# Data Visualization Final

## Introduction 

The dataset from Kaggle (https://www.kaggle.com/datasets/heitornunes/caffeine-content-of-drinks) provides data about the caffeine content and calories of many brands and types of beverages. Attributes of this dataset include the drink, volume, calories, caffeine content, and drink type. I created a visualization from this data with to goal of providing insight into the caffeine content of various beverages, such as coffee, tea, energy drinks, etc. 

## Preliminary Sketches

I came up with three ideas to showcase the relationship between volume and caffeine content. In my first sketch, I plot the average caffeine content per mL. While this would give you a sense of how much caffeine was in each beverage, I wanted to show more data variability.

In my second sketch, I separate the different types of beverages into other plots. While this gives us a sense of how much drinks in the same category can vary, plotting them on the same graph would be more beneficial.

Finally, in my third sketch, I included all the drinks, with each drink type corresponding to a different color. When hovering over each data point, you can see the beverage's name and the amount of caffeine contained in it.  This was the approach I went with for my visualization using Altair.
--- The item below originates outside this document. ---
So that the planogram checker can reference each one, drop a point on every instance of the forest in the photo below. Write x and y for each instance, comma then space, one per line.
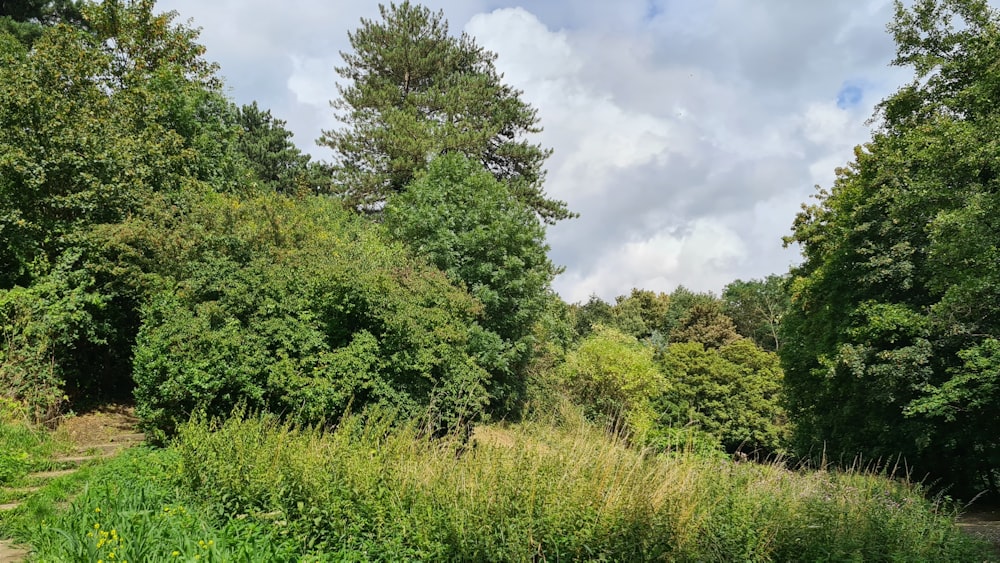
364, 359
![image.png](attachment:image.png)


## Visualization Using Altair
Using sketch 3 as my starting point, I plotted the volume on the x-axis and the caffeine content on the y-axis. I also included a tooltip that allows one to see what drink that point corresponds to and the caffeine content of that drink. Once I plotted the relationship, I decided that the visualization would benefit from the ability to filter for specific types of drinks and highlight them in a way. To do this, I used the selection attribute of Altair to allow the end-user to filter based on drink type by either clicking on a point on the graph or the legend. With the drinks plotted out this way, you can make out the general characteristics of some of the drink types, especially the energy shots and the waters and teas. Energy drinks and coffee tend to fall in the same range of ratios between caffeine content and volume, with coffee containing several outliers. 

In [5]:
import pandas as pd
import altair as alt
#Kaggle Dataset -- "https://www.kaggle.com/datasets/heitornunes/caffeine-content-of-drinks"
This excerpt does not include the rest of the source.